C'est alors que l'association reçoit un témoignage important.

 

Mme Chaumain Tresset, fait part des récits recueillis en 1965 auprès de sa grand-mère Marie Adolphine Joséphine Métayer, une ziniéroise née en 1882. Cette dernière aimait à raconter l'histoire du père Girard à sa propre famille, qu'elle présentait comme facteur. On lui doit le récit suivant assez savoureux quant à l'origine de cette prétendue bravoure du père Girard :

 

"Il avait fait vaguement un petit peu de service militaire dans un coin quelconque de l'Algérie. Il en était resté tout impressionné et il aimait parler de ce séjour et des rencontres qu'il avait faites avec des fauves. "J'ai vu le lion rugir sous l'olivier"disait-il. Il imitait avec des gestes de moulinets, une espèce de duel. En même temps, il avait une petite pointe de vanité. Un jour l'instituteur, et un ou deux camarades, ont dit ; "On va le griser, on va lui jouer un tour". Alors, ils lui écrivent, sur du papier (sur lequel Marie Métayer avait trouvé le moyen de faire mettre des cachets de la Mairie de Cholet), qu'il était décoré de l'Ordre de Chevalier de la Croupière par l'Empereur du Colorado et son ministre Braslevant. Ils ont bien cru qu'il allait prendre ça comme une plaisanterie de plus ou moins bon goût.
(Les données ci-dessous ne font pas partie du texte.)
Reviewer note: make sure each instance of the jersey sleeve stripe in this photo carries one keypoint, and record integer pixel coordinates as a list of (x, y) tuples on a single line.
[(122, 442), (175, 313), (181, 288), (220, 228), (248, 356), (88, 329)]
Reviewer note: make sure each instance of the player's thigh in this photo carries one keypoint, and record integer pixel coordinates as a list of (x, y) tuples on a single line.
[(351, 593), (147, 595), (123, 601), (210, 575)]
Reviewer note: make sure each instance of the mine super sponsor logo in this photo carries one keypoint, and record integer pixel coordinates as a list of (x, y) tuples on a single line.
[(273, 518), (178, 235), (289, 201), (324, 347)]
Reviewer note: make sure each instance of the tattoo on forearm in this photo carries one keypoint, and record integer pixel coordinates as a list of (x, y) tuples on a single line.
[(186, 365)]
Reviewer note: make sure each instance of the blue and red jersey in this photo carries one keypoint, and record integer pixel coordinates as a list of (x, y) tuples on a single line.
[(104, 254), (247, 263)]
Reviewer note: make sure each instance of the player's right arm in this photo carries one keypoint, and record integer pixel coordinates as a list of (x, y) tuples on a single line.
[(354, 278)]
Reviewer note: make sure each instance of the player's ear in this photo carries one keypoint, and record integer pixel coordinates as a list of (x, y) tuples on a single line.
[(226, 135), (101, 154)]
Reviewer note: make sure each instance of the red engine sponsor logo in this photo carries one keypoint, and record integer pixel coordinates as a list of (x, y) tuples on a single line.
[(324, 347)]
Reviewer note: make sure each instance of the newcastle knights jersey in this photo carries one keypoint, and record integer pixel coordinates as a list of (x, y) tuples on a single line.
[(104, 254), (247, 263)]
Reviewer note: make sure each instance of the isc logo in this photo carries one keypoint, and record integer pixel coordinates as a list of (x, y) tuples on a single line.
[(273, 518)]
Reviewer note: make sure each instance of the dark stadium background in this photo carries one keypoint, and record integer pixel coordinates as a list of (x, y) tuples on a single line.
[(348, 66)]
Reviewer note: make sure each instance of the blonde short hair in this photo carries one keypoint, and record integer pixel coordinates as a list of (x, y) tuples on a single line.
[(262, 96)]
Qu'il se serait fâché ça ne leur aurait pas déplu. Mais c'est qu'il a pris ça au sérieux. Ils avaient joint à cette attestation une boîte contenant de vieilles médailles agricoles. Il les portait les jours de procession et de réunions. Les titres de noblesse qu'on lui accordait ne passeraient qu'à l'enfant mâle, l'enfant aîné. "Alors, c'est ça, mon frère aura tout et moi j'aurai rin " disait sa fille. Les coupables de cette plaisanterie étaient un peu embêtés de le voir porter ces décorations dans les défilés, et l'un d'eux partit un jour en délégation pour le convaincre de ne plus les porter : "ce pourrait être ennuyeux...", mais il est monté sur ses grands chevaux et a menacé de le "foutre dans l'escalier" !

 

 L'association confie alors, à l'un de ses membres Gustave Bourreau, le soin d'effectuer les recherches généalogiques afin de retrouver la trace de ce personnage  pittoresque. Ce travail a permis de tomber sur la vraisemblable identité du Père Girard qui comptait un homonyme dans la région.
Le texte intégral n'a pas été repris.